12 - 🌸Nulla è come sembra🌸(pt.1)
La voce di Lucia continuò a rimbombarmi nella testa per tutto il tempo che passai alla ricerca della cassetta della posta. Avevo quasi scordato del perché fossi uscita in primo luogo.
Meno avvocato, più posta. Concentrati.
La trovai dopo altri venti minuti, appesa in modo incospicuo a uno degli alberi che confinavano con la strada.
Aveva le dimensioni di una scatola da scarpe, con un coperchio apribile tagliato nel mezzo da una feritoia. Era di legno e quasi non si distingueva dalla corteccia della pianta. Il postino doveva essere un cecchino in pensione per riuscire a rintracciarla ogni volta.
Prima di aprirla incrociai tutte le dita a mia disposizione: non avevo voglia di spendere altro tempo dietro quell'improbabile caccia al tesoro. Anche perché il premio sarebbe stata una bella spremuta al mio conto corrente.
Sollevai il coperchio e, non per mia sorpresa, una cascata di lettere si riversò sul terreno ai miei piedi. Mi chinai per raccoglierne qualcuna e mi resi conto che molte di queste venivano da privati. Mia nonna doveva essere una donna molto ricercata.
E démodé.
Mi ritrovai a chiedermi quante persone ci dovessero essere al suo funerale. Io non avevo partecipato: mio padre non aveva avuto l'accortezza, o la decenza, di avvisarmi. Non che da uno come lui me lo sarei aspettato; probabilmente neppure si era informato al riguardo.

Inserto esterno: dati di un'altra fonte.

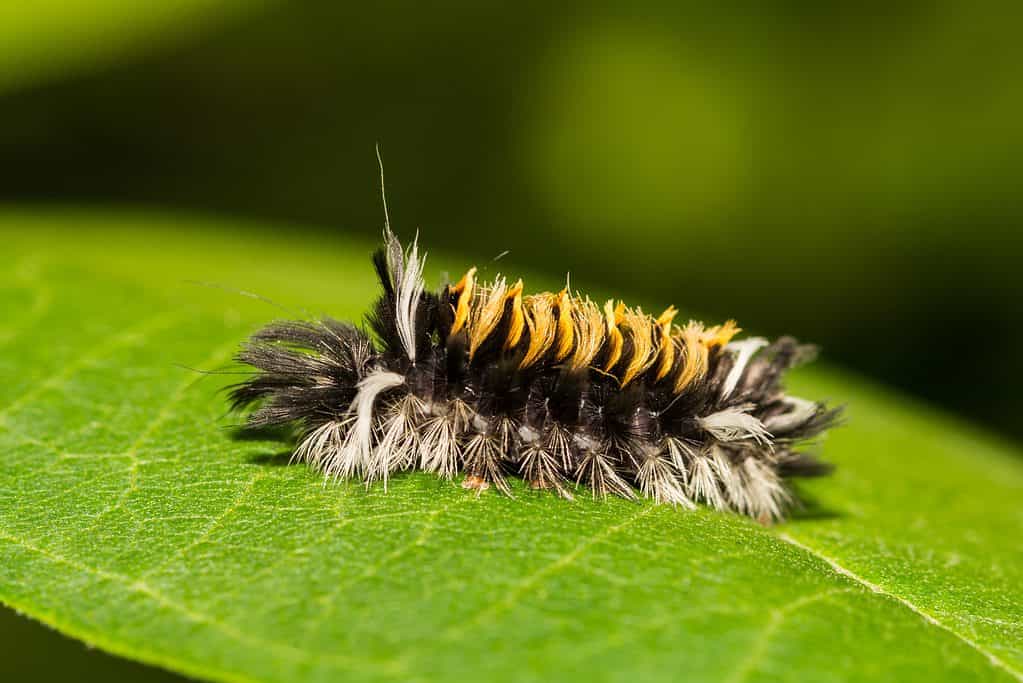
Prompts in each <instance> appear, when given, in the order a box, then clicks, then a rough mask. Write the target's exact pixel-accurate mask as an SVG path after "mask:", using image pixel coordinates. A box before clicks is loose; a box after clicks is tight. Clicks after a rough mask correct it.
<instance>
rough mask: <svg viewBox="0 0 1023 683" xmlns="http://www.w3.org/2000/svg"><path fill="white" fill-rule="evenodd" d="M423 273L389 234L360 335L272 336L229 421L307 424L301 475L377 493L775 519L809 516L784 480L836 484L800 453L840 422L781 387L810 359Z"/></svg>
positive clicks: (278, 321)
mask: <svg viewBox="0 0 1023 683" xmlns="http://www.w3.org/2000/svg"><path fill="white" fill-rule="evenodd" d="M425 260H426V257H425V255H421V256H420V253H419V247H418V237H416V238H415V240H413V241H412V242H411V243H410V245H409V246H408V247H407V248H406V247H404V246H402V244H401V242H400V241H399V240H398V238H397V237H396V236H395V235H394V233H393V232H392V231H391V229H390V226H388V227H387V228H386V230H385V233H384V244H383V246H382V247H381V248H379V249H377V251H376V252H375V253H374V254H373V257H372V262H373V265H374V267H375V270H376V275H377V277H379V279H380V284H381V286H382V289H383V291H382V293H381V295H380V298H379V300H377V301H376V303H375V306H374V308H373V309H372V311H371V313H370V314H369V315H368V316H367V326H368V329H365V328H360V327H358V326H356V325H353V324H351V323H347V322H340V321H338V320H335V319H332V318H328V317H325V318H322V319H319V320H297V321H278V322H272V323H270V324H269V325H267V326H265V327H264V328H262V329H260V330H259V331H257V332H256V333H255V334H253V335H252V336H251V338H250V339H249V340H248V341H247V343H244V345H243V346H242V348H241V350H240V351H239V353H238V354H237V356H236V360H237V361H239V362H240V363H242V364H246V365H249V366H251V367H252V368H254V370H255V372H253V373H252V374H251V375H249V376H248V378H247V379H244V380H243V381H241V382H240V383H238V384H235V385H233V386H232V388H231V390H230V402H231V406H232V408H233V409H235V410H244V409H251V412H250V413H249V415H248V418H247V424H248V425H249V426H251V427H256V428H261V427H269V426H279V425H293V426H297V427H298V429H299V431H300V434H301V437H300V439H299V440H298V445H297V447H296V448H295V449H294V455H293V460H298V461H303V462H306V463H308V464H309V465H311V466H313V467H314V468H316V469H318V470H320V471H322V472H323V474H324V475H325V476H327V477H329V479H346V480H347V479H357V480H361V481H364V482H366V483H370V482H375V481H381V482H383V483H384V486H385V487H386V486H387V481H388V479H389V477H390V476H392V475H393V474H394V473H396V472H401V471H404V470H411V469H418V470H425V471H428V472H434V473H436V474H438V475H440V476H443V477H447V479H453V477H455V476H456V475H459V474H463V479H462V483H461V486H463V487H464V488H466V489H472V490H475V491H476V492H477V495H479V494H480V493H481V492H482V491H484V490H486V489H488V488H489V487H491V486H493V487H494V488H495V489H496V490H498V491H500V492H503V493H504V494H507V495H510V493H511V492H510V489H509V486H508V476H510V475H516V474H517V475H519V476H521V477H522V479H523V480H525V482H526V483H528V485H529V486H531V487H532V488H533V489H545V490H550V491H552V492H554V493H557V494H559V495H561V496H563V497H565V498H572V497H573V492H576V493H577V492H578V491H579V490H580V489H582V490H585V489H588V490H589V491H590V492H591V493H592V495H593V496H594V497H599V498H605V497H607V496H608V495H617V496H621V497H624V498H629V499H633V498H635V497H636V496H637V494H638V495H642V496H646V497H649V498H652V499H654V500H655V501H657V502H661V503H668V504H672V505H675V506H680V507H684V508H695V507H696V504H697V503H705V504H708V505H710V506H713V507H715V508H718V509H725V510H732V511H736V512H739V513H742V514H746V515H749V516H751V517H753V518H755V519H757V520H759V521H761V522H763V523H768V522H771V521H773V520H779V519H782V518H784V517H785V516H786V513H787V511H788V510H790V509H791V507H792V506H793V505H794V504H795V503H796V502H798V501H796V499H795V495H794V493H793V490H792V487H791V486H790V483H789V480H790V479H791V477H794V476H813V475H819V474H825V473H827V472H828V471H830V467H829V465H828V464H827V463H825V462H821V461H819V460H817V459H816V458H815V457H813V456H812V455H810V454H807V453H805V452H800V451H799V450H798V449H799V447H800V446H801V445H803V444H806V443H807V442H808V441H809V440H811V439H813V438H814V437H816V436H817V435H819V434H821V432H822V431H825V430H826V429H828V428H830V427H831V426H833V425H835V424H836V423H837V421H839V419H840V416H841V408H830V407H828V406H827V405H826V404H825V403H822V402H815V401H809V400H805V399H801V398H797V397H793V396H788V395H787V394H786V393H785V392H784V390H783V386H782V384H781V380H782V377H783V375H784V373H785V372H786V371H787V370H788V369H790V368H791V367H793V366H795V365H797V364H799V363H802V362H805V361H808V360H810V359H811V358H812V357H813V356H814V355H815V350H814V348H813V347H811V346H807V345H802V344H799V343H798V341H797V340H796V339H794V338H793V337H790V336H783V337H781V338H777V339H776V340H773V341H768V340H767V339H765V338H762V337H756V336H755V337H749V338H746V339H742V340H735V337H736V336H737V334H738V333H739V332H740V331H741V330H740V328H739V327H738V326H737V325H736V323H735V322H733V321H731V320H729V321H727V322H725V323H723V324H720V325H714V326H707V325H704V324H702V323H700V322H697V321H690V322H687V323H685V324H682V325H680V324H677V323H676V322H675V318H676V316H677V311H676V309H675V308H674V307H670V308H668V309H667V310H666V311H664V312H663V313H661V314H660V315H658V316H656V317H655V316H651V315H648V314H646V313H643V312H642V310H641V309H639V308H631V307H627V306H625V305H624V304H623V303H621V302H615V301H614V300H612V301H608V302H606V303H605V304H603V305H598V304H596V303H594V302H593V301H591V300H590V299H589V298H587V297H583V295H581V294H579V293H577V292H572V291H571V290H570V288H569V287H568V286H566V287H565V288H564V289H562V290H561V291H558V292H550V291H544V292H540V293H533V294H526V293H524V287H523V282H522V280H517V281H515V282H509V280H508V279H507V278H504V277H501V276H496V277H495V278H494V279H493V280H491V281H489V282H484V281H482V280H481V279H480V278H479V277H478V271H477V269H476V268H470V269H469V271H466V272H465V274H464V275H463V276H462V277H461V278H460V279H459V280H458V281H457V282H454V283H450V282H449V283H447V284H444V285H443V286H442V287H441V288H440V290H439V291H438V292H432V291H428V290H427V288H426V286H425V284H424V275H422V272H424V265H425Z"/></svg>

Contai brevemente le lettere che avevo in mano e arrivai alla ventina, più un altra manciata di buste dall'aspetto più ufficiale. Avevo trovato le bollette.
Per essere sicura di aver recuperato tutto, infilai di nuovo il naso nella cassetta delle lettere e mi resi conto che sul fondo giaceva abbandonato un pacchettino.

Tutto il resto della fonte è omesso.